LinuxQuestions.org

LinuxQuestions.org (/questions/)
-   Programming (http://www.linuxquestions.org/questions/programming-9/)
-   -   Using BASH to automate data processing and table generation. (http://www.linuxquestions.org/questions/programming-9/using-bash-to-automate-data-processing-and-table-generation-939346/)

marcusrex 04-11-2012 04:29 PM

Using BASH to automate data processing and table generation.
 
Hello,

I have a BASH scripting question because I am almost certain it could have helped me recently. I have twenty individual text files. Each text file contains the x,y coordinates of 20,000 datapoints. Each text file has two columns of 20,000 rows. The first column is the x-coordinate and the second column is the y-coordinate for a dataset. In may be not be obvious, but the x and y coordinates for each point have to "stay together". In brief, I performed the following sequence of actions manually using excel.

1) Open each file and sort both columns of the data based upon column 2; the sort was ascending on column 2.
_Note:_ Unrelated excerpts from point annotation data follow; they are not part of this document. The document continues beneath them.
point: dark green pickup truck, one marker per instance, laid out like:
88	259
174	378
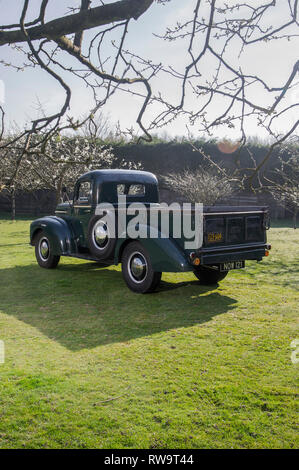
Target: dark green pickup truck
100	224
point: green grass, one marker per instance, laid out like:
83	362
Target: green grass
90	364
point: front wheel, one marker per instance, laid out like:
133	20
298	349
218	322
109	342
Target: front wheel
43	254
209	276
137	269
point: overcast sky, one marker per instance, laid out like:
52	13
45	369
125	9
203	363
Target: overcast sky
22	90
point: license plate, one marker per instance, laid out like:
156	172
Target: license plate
232	265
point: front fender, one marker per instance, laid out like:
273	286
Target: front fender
165	254
57	231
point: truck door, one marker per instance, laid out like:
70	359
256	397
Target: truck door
82	208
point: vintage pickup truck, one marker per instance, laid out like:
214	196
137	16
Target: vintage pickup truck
78	229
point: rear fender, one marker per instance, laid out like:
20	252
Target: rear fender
57	231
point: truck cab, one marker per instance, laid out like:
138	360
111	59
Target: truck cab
88	227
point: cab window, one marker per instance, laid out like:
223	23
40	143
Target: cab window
83	193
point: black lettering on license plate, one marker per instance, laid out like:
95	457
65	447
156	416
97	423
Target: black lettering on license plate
232	265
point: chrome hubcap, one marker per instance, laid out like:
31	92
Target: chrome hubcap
100	234
44	249
137	267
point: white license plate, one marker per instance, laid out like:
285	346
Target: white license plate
232	265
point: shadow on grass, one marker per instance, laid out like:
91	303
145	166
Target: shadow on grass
85	305
278	272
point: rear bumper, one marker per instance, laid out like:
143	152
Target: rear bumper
235	253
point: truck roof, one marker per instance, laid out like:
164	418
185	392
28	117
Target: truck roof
122	176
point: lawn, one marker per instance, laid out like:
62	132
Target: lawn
91	364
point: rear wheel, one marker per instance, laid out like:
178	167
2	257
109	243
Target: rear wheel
208	276
137	269
43	252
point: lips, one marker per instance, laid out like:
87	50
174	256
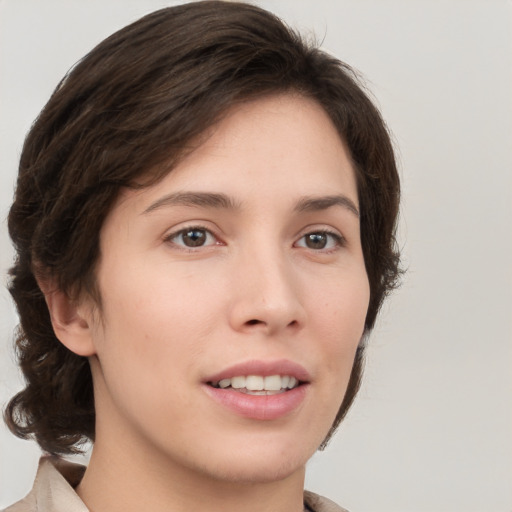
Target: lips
258	389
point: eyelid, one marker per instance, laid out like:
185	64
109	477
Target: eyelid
174	232
341	241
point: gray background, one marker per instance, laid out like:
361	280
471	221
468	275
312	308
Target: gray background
432	428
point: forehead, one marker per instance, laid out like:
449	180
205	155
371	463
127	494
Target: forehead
283	146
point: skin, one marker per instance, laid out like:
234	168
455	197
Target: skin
173	315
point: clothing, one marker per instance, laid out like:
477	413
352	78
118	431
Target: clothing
53	491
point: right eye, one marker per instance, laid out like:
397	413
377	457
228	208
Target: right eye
192	237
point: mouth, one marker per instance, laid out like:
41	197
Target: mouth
260	390
258	384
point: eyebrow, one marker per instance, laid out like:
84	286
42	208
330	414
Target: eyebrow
222	201
311	204
199	199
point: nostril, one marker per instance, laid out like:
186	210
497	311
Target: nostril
254	322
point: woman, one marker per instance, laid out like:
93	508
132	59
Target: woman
204	224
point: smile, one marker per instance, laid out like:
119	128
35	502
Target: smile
258	384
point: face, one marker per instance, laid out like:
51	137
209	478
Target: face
234	295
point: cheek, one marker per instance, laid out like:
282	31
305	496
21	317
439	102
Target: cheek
341	314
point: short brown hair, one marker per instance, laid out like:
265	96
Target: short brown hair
134	103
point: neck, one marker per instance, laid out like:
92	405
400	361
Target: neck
130	479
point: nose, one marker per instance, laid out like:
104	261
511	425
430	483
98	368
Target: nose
266	295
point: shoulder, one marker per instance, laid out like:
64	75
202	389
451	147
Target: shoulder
53	489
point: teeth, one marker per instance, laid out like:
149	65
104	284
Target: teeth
258	384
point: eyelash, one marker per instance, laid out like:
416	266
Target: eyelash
339	240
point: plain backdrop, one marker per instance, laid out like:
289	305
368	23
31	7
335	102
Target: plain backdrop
432	428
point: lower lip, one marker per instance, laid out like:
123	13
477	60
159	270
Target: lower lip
259	407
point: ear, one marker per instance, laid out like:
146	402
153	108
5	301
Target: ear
71	321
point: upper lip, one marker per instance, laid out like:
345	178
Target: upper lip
263	368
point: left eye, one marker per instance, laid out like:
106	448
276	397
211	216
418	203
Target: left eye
319	240
192	237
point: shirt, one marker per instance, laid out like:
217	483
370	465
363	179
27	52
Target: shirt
53	491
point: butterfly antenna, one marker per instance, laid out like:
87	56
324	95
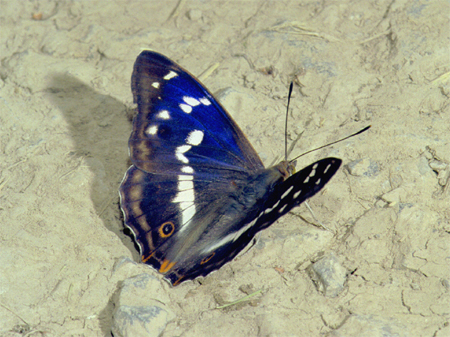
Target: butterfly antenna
285	126
336	141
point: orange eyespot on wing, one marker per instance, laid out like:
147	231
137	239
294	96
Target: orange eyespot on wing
206	259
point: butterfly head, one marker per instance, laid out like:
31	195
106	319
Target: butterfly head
286	168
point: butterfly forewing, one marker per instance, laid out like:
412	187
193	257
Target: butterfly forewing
296	189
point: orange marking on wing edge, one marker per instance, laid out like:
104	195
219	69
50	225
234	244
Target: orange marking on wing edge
145	259
161	229
206	259
166	266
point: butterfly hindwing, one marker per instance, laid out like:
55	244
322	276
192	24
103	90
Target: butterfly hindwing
284	196
179	122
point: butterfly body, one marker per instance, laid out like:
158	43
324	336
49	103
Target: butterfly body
197	192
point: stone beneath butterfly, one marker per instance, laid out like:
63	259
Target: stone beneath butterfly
197	192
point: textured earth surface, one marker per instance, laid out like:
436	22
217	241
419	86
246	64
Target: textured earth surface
65	102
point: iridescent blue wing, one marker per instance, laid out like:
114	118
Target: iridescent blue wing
180	123
188	155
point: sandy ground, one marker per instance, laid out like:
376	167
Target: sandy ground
65	102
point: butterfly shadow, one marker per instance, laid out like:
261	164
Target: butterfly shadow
99	127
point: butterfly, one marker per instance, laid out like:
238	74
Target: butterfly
197	192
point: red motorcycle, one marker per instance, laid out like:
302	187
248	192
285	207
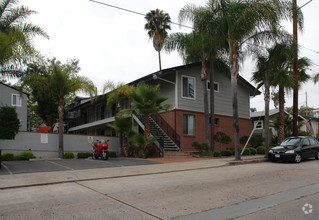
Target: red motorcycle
100	149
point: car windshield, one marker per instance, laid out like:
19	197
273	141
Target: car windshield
290	141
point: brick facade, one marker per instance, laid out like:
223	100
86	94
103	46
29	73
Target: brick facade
175	119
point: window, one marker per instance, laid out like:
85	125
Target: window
216	86
188	87
313	141
258	124
16	100
216	121
189	124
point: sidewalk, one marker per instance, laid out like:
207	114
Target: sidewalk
169	165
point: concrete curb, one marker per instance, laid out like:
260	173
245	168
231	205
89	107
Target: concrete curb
59	177
233	163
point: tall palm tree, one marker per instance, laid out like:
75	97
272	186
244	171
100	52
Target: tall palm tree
244	22
62	83
158	22
194	47
16	35
146	101
204	46
262	77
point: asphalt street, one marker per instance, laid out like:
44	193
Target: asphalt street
33	166
252	191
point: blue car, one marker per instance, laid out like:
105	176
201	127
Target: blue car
295	149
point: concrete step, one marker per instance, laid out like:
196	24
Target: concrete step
176	154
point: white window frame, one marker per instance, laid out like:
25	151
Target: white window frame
261	124
18	100
194	124
215	83
182	84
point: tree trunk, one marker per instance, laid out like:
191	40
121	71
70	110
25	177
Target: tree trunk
159	60
266	125
147	132
60	111
281	129
125	145
234	75
206	113
212	105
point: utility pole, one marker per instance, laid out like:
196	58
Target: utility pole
306	105
295	68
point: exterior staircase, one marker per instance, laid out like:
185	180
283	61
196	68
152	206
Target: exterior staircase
167	139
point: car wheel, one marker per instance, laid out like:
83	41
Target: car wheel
297	158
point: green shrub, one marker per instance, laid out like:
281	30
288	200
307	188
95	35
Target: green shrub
252	150
261	150
68	155
226	153
82	155
133	151
274	140
200	147
232	150
7	157
26	155
112	154
9	122
151	151
303	133
246	151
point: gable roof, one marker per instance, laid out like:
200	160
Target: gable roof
253	90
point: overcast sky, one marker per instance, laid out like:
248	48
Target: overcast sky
112	44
2) Delete all data points whose y-coordinate (column 2) was less than a specified value, in this case 100.

3) Divide each value in column 2 by it's corresponding value in column 1 and place the result in column 3. (For excel users, column C was =B2/A2)

4) Calculate the mean for column 3

5) Generate a simple two column table containing the file names in column 1 and its corresponding column 3 mean in column 2.


I am almost certain that if I knew how to do it, a BASH script would have completed this whole sequence of tasks automatically and in a very short period of time. I am writing to ask for the forum's help. Can this be done with BASH scripting, and if so, what commands should I learn about? Sample scripts are most welcome.

Thanks!

Mark

Kustom42 04-11-2012 04:51 PM

Thats quite a confusing set of steps you are taking. To answer your questions, yes basically anything can be done with bash nowadays.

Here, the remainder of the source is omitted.